You can get a reasonable simulation using shiny mylar (think balloons), a light source, and a fan to move the mylar. Different weights of mylar are used to approximate different viscosities/frequencies. This is often what lighting directors use to do the job on movie sets. Sometimes, using red lights, this same effect is used to simulate the light from a fire.
bristolz, Oct 03 2001
  

       BAKED. See the innovations site   

       [see link. --admin]   

       (A bit long but it's there)   

       Whoops. Sorry.
dare99, Oct 04 2001
  

       <sigh> I never realized that I possessed such a treasure. I have the real McCoy. My bedroom window is no more than 2 meters from the community swimming pool. Some 2 hours after I go to bed, when the last inconsiderate swimmer goes home, I get wonderful rippled reflections from the pool dancing on my ceiling. The light comes from a dusk-to-dawn floodlamp at the end of the next building.   

       I also get a very jittery, nervous display just before sunset on bright, clear days. The swarm of kids in the pool keeps the water's surface quite agitated.   

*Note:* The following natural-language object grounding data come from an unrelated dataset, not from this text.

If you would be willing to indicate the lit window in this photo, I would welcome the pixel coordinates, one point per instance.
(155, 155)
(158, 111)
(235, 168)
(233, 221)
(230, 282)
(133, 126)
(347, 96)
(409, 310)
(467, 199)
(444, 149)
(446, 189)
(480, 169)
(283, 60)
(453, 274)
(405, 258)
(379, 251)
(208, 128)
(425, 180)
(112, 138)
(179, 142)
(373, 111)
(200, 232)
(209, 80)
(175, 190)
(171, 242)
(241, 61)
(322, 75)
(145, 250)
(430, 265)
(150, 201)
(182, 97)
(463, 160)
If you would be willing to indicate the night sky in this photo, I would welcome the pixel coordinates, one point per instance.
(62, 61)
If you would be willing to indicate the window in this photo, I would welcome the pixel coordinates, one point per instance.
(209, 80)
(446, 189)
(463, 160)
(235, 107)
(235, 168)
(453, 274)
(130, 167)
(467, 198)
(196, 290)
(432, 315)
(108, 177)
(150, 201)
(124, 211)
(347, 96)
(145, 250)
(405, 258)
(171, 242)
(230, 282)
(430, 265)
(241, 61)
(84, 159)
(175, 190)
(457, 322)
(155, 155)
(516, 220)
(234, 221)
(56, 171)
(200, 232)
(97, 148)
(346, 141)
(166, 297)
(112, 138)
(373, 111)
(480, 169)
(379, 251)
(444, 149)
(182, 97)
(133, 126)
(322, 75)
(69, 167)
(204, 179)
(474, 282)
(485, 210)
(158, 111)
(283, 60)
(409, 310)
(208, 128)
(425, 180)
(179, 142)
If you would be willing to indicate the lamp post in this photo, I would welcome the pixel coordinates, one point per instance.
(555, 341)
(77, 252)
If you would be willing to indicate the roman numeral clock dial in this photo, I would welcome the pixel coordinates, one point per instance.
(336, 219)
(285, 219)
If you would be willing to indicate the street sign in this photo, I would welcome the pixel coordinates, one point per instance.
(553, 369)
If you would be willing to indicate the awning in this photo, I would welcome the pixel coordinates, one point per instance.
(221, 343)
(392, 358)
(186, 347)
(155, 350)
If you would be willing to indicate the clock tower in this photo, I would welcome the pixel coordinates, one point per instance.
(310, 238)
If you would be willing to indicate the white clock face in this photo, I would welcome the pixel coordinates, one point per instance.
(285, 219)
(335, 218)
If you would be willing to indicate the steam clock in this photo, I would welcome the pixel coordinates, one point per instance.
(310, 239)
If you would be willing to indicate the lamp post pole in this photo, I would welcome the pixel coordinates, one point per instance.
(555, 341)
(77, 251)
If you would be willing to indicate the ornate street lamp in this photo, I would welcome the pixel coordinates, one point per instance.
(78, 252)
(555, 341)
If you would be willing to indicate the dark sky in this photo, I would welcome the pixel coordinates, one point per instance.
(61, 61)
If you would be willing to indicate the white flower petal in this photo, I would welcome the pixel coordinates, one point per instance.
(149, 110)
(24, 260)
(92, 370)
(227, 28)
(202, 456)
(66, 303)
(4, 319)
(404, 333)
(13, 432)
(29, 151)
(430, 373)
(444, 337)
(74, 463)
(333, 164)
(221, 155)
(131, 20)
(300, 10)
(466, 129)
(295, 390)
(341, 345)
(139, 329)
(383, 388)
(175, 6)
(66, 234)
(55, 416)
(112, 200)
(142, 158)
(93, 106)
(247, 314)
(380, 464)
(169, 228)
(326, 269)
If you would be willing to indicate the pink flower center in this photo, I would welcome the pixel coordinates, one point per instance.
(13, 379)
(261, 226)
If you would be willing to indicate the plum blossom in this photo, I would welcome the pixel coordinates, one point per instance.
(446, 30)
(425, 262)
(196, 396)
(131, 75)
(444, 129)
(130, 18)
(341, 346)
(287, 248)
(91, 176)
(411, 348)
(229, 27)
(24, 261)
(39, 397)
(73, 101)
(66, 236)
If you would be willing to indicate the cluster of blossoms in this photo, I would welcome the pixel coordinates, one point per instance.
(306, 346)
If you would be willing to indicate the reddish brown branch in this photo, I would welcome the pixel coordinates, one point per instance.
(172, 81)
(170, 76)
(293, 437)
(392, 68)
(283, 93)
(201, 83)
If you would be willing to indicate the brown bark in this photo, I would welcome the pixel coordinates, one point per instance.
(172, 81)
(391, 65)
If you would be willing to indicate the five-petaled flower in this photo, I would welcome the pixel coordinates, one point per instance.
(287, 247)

       By the way, for those worried about the light display's effects on toilet habits...
Never once has the sight of the rippling light induced any urinary urges. I think such effects would be limited to situations involving the *sound* of water (gurgling, splashing, dripping) in motion, and only then because of the direct association with the sounds of urination.
BigBrother, Oct 04 2001
  

       Unless, of course, one commonly urinates in swimming pools.
beauxeault, Oct 05 2001
  

       Dog_ed: If you bake this, I want one. Or two. My fiancee would love it as well.
StarChaser, Oct 06 2001
  

       Why not use a sealed Pyrex platter full of mercury? Above this dish, you could mount red, green and blue lasers which would shine down onto the surface of the mercury to be reflected onto the ceiling in a brilliant display. For the ripple effect, you'd just have to place the contraption on top of a speaker or subwoofer and turn on the tunes.
Guncrazy, Oct 07 2001
  

       Don't some fish tanks have a light thingamabob where you end up getting that effect? I think I've seen this sort of thing in movies where teenage boys either hack into goverment computer systems or make contact with alien life forms from the safety of their bedrooms at 2 in the morning.....
Graciem, Oct 08 2001
  

       I've got one of those things by fisher-price. Works wonders, even puts me to sleep.
barnzenen, Jan 07 2002
  

       It turns out I already had something like this. The glitter type lamps, <A link appears> especially the blue one, does just what AfroAssault asks for. Set it in the middle of the room and you get the gentle curves and shapes on the ceiling and walls as you would from an indoor pool. I didn't realize it until I gave one to my fiancee last time I was in California <And while I thought of this at the time, other things intruded and I forgot about posting...>
StarChaser, Jan 07 2002
  

       Aristotle: "To generate ripples you could drip water..."   

       Isn't that a form of tourture in China? drip, drip, drip...
JesseOQ, Aug 01 2003
  

       I think you're thinking of 90210 reruns.